Among these, the ITS culture could still claim pride of place. But storm clouds were gathering over the Lab. The PDP-10 technology ITS depended on was aging, and the Lab itself was split into factions by the first attempts to commercialize AI technology. Some of the Lab's (and SAIL's and CMU's) best were lured away to high-paying jobs at startup companies.
The death blow came in 1983, when DEC cancelled its follow-on to the PDP-10 in order to concentrate on the PDP-11 and VAX lines. ITS no longer had a future. Because it wasn't portable, it was more effort than anyone could afford to move ITS to new hardware. The Berkeley variant of Unix running on a VAX became the hacking system par excellence, and anyone with an eye on the future could see that microcomputers were growing in power so rapidly that they were likely to sweep all before them.
It was around this time that Levy wrote Hackers. One of his prime informants was Richard M. Stallman (inventor of Emacs), a leading figure at the Lab and its most fanatical holdout against the commercialization of Lab technology.
Stallman (who is usually known by his initials and login name, RMS) went on to form the Free Software Foundation and dedicate himself to producing high-quality free software. Levy eulogized him as ``the last true hacker,'' a description that happily proved incorrect.

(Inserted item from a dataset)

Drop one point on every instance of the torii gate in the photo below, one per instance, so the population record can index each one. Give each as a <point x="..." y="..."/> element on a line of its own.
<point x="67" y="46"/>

Stallman's grandest scheme neatly epitomized the transition hackerdom underwent in the early 80s -- in 1982 he began the construction of an entire clone of Unix, written in C and available for free. Thus, the spirit and tradition of ITS was preserved as an important part of the newer, Unix- and VAX-centered hacker culture.
It was also around this time that microchip and local-area network technology began to have a serious impact on hackerdom. Ethernet and the Motorola 68000 microchip made a potentially potent combination, and several different startups had been formed to build the first generation of what we now call workstations.
In 1982, a group of Unix hackers from Berkeley founded Sun Microsystems on the belief that Unix running on relatively inexpensive 68000-based hardware would prove a winning combination for a wide variety of applications. They were right, and their vision set the pattern for an entire industry. While still priced out of reach of most individuals, workstations were cheap for corporations and universities; networks of them (one to a user) rapidly replaced the older VAXes and other timesharing systems.